Abstract

Introduction and objective: Genus Achromobacter is ubiquitous, opportunistic pathogen. Treating Achromobacter infections are a challenge as the bacterium is intrinsically resistant to several empirically used antibiotics. There is a dearth of data on this organism so; the present prospective study was undertaken to understand various aspects of this uncommon organism.

Methods: This single centre prospective study of adult admitted patients diagnosed as cases of Achromobacter denitrificans septicaemia in a 714 bedded tertiary care super speciality hospital in North India between January 2022 and June 2022.

Results: We identified 10 patients with A. denitrificans bacteraemia with overall prevalence of < 0.1 cases per 1,000 hospital admissions. Diabetes mellitus in 40% and bronchial asthma 30% of cases were common comorbidities. Prior systemic antibiotic therapy (30 days) (70%) and recent ICU admission (30 days) in 70% cases were predisposing factors. All the episodes (10) were health care associated. Cefaperazone salbactum and Tigecycline were the agents with the best in vitro activity. While resistance pattern for cotrimoxazole, amikacin and gentamicin was common. 30% isolates were Multi drug resistant phenotypes. For the source investigation of all cases intensive, “Surveillance of unusual pathogens” was carried out by infection control team as per our institutional policy.

Conclusion: In conclusion, bacteraemia due to A. dentrificans can be a serious complication among hospitalized patients, mainly those with immunosuppression. The importance of source control and infection control practices still continue to be the biggest armour against the infection.

Citation: Vibha M, Manisha J, Bibhabati M, Poonam sl, Abha S, et al. Achromobacter Denitrificans Blood Stream Infection in Adult Patients- Clinical and Microbiological Features from a Tertiary Care Centre in North India. J Clin Images Med Case Rep. 2023; 4(8): 2531.

Introduction

Genus Achromobacter of the order Burkholderiales are an obligate aerobe, gram negative, non-lactose fermentative bacilli. They are often misdetected as other common lactose non fermenting Gram-negative bacilli like Pseudomonas aeruginosa, Stenotrophomonas maltophilia, Burkholderia cepacia complex, Acinetobacter spp etc by conventional methods of detection and hence misdiagnosed and under reported [1,2].
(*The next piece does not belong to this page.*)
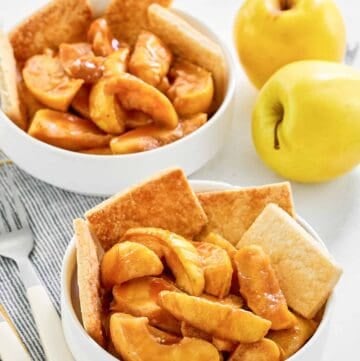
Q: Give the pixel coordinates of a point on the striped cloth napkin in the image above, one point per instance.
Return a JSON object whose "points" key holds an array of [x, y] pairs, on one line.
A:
{"points": [[50, 213]]}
They are found ubiquitously in nature especially in pelagic environment and mainly associated with Health Care Associated Infections (HCAI) [1,2]. They were first identified in purulent ear discharge of chronic otitis media patients by Yabuuchi and Ohyama in 1971 [3]. Presently, fifteen (15) pathogenic species have been isolated from clinical specimens, including the most common species Achromobacter xylosoxidans and second most common Achromobacter denitrificans [1,4]. Achromobacter species is an opportunistic pathogen which is usually associated with underlying various risk factors and immunosuppression. Primary bacteraemia/ septicaemia is the commonest clinical presentation [5] whereas other infections like pneumonia, peritonitis, urinary tract infections, meningitis, encepahlitis, osteomyelitis, abscesses, corneal ulcers, pros¬thetic valve endocarditis have also been reported [5] Poor clinical prognosis and varied case mortality rates ranging from 3% for catheter related and primary septicaemia to 80% for neonatal case infections makes the organism even more alarming and appalling [6,7].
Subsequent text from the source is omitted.